Most of you know by now that I’m a little “different” from most folks and you will not be surprised that at 4am I was reading The Caddo Herald from 1921, followed by a few verses of the Bible, and accompanied by some very strong coffee. And by the way, that’s my usual routine in case you ever need to reach me at 4am.
What got my attention this morning was the study topic for one of the local churches: The Gospel of Play. There were some verses given about children and weddings and Jesus attending celebrations. The speakers for the morning were scheduled to discuss the value of play and whether Jesus is interested in our play. Then this title is listed:
The menace of commercialized amusement. Rex Whitt
After I stopped laughing, and cleaned up a little spilled coffee, I realized that the “menace” of 1921 was probably just as serious, and just as destructive as the menace of 2011. For although we may call it different things or describe it in different terms, the problems of our youth have always been founded on the same principle: self-indulgence. There is a time period in our lives when everything revolves around what we feel, desire, dream, experience, and demand.
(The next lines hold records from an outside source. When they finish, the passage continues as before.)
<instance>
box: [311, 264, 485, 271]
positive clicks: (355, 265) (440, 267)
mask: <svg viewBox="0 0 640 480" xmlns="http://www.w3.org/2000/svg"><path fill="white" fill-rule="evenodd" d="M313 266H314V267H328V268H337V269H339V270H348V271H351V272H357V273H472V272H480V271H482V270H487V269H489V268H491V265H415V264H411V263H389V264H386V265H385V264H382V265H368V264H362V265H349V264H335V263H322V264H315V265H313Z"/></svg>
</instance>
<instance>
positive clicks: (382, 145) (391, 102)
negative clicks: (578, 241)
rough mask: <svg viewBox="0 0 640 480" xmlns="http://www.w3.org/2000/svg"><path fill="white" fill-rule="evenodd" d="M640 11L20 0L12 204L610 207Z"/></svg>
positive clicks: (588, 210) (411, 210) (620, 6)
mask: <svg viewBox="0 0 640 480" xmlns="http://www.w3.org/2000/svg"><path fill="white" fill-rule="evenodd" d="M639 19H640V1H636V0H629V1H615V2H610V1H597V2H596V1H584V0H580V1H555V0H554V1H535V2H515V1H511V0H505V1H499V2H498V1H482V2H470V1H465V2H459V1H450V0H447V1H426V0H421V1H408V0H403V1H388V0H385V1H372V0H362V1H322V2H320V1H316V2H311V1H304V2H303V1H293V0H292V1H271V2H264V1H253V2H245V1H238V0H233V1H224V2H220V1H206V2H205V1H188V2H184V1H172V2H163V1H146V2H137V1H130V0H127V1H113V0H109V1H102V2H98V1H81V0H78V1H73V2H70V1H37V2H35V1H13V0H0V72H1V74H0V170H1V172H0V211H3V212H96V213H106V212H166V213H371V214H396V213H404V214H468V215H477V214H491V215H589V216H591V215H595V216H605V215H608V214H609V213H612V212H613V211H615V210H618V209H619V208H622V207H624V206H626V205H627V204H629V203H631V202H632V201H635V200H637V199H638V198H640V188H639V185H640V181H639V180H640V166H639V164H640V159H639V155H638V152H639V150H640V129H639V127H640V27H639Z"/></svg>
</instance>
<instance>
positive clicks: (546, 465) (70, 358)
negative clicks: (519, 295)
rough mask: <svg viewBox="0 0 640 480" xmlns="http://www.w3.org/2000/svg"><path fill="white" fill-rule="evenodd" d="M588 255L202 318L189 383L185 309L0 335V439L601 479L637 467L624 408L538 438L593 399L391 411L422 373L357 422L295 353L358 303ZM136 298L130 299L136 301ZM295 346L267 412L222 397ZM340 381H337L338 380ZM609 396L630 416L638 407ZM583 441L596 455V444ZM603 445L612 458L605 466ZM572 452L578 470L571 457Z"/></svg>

There is no one else in the world who is more important than US! It’s the ME, ME, and MORE ME phase. Or at least that is the way it seems during our phase of lust, greed, and self-gratification. Those of us who have been through it and hopefully outgrown most of our selfish ways, feel a responsibility to guide the next generation through the worst parts and help them avoid lasting damage from destructive “play”. But we have to proceed with caution because we have a very basic need for play and even for a little self-indulgence. Abstinence is not the answer for everything.
I would love to have heard Mr. Whitt speak of “commercialized amusement”. And wouldn’t you love to see his reaction to some of our current activities? Oh my! I know some of the amusements of the twenties involved alcohol, sex, fast cars, violence, and gambling. The tried-and-true troubles have always been preferred by a few members of each generation. I’m not sure what would have been considered “commercialized”. However, I do know from reading the papers that some adults in Caddo recognized the need for young people to be entertained and amused. They offered a lot of social activities, school clubs, community organizations, games, and sports to keep them busy and out of trouble. That is the way it should be…not an avoidance of play, but lots of opportunities for acceptable amusement.
As you moan and groan with me about the gadgets and devices and expensive toys requested by the children and tweens and teens on your holiday list this year, remember that the pressures of advertisement and commercialism and peers and self-indulgence have long been a part of growing up. It won’t hurt to spoil our children with a little “commercialized amusement” if we also help them balance their lives with other activities and we continue to guide them away from the things that cause lasting damage.
Yes, I think Jesus does care about our play…it’s an important part of who we are.